Digamos que tenha sido isso o que ocorreu. Nesse caso, como deveria agir a esquerda que se autoproclama revolucionária? Ficar às margens??

Como sabemos, naquele contexto, a partir de 2016, o setor do PSTU liderado por Valério, um setor importante do PSOL e o grupo liderado por Boulos decidiram sair da “marginalidade”.

Mas atenção: a aproximação com o PT, a partir de 2016, é uma coisa; outra coisa é a hipótese sobre a qual Valério falava antes.
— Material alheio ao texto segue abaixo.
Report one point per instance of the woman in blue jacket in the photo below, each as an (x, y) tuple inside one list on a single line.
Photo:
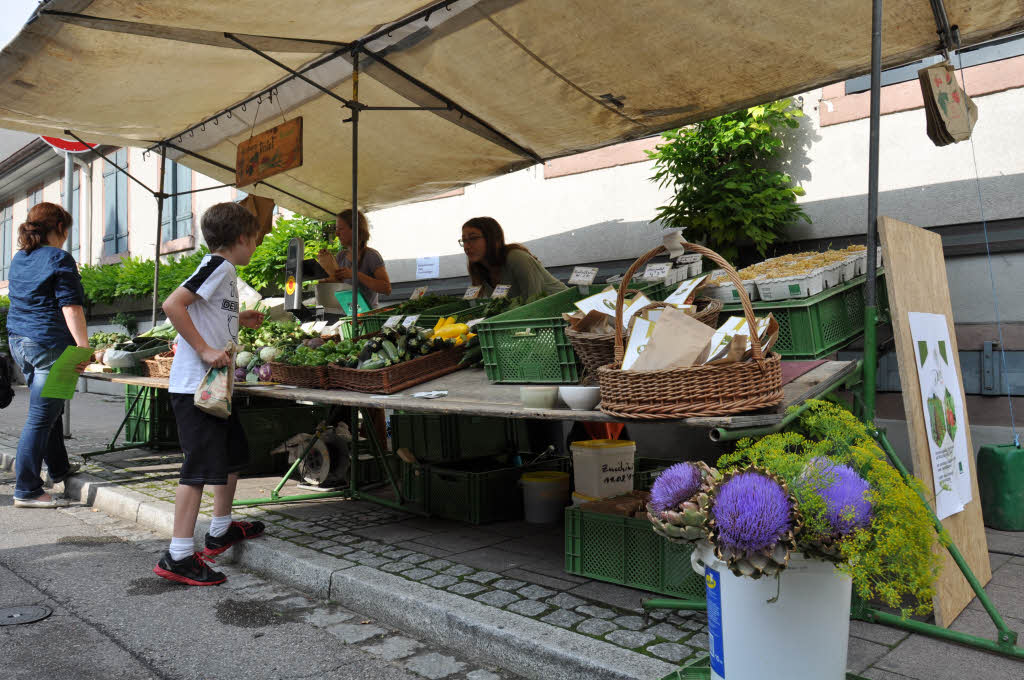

A hipótese era: no momento em que a situação revolucionária se aproxima, as massas abandonam as ilusões reformistas e se aproximam dos revolucionários, mas para isso os revolucionários teriam que fazer uma acumulação prévia de forças.

A realidade de 2016 era: frente a uma ofensiva reacionária, em que parte das massas aderia a posições de direita, os autoproclamados revolucionários se aproximaram dos supostamente reformistas.

Valério, na argumentação desenvolvida no texto, não distingue uma coisa da outra. E, portanto, confunde “acumulação de forças em tempos de paz e defensiva” com outra coisa totalmente diferente.

É verdade que ele alerta para a “perigosa ilusão de ótica” dos que confundem a presença de uma “liderança de revolucionários nos seus sindicatos”, ou em mandatos parlamentares, com a adesão das massas a posições revolucionárias. 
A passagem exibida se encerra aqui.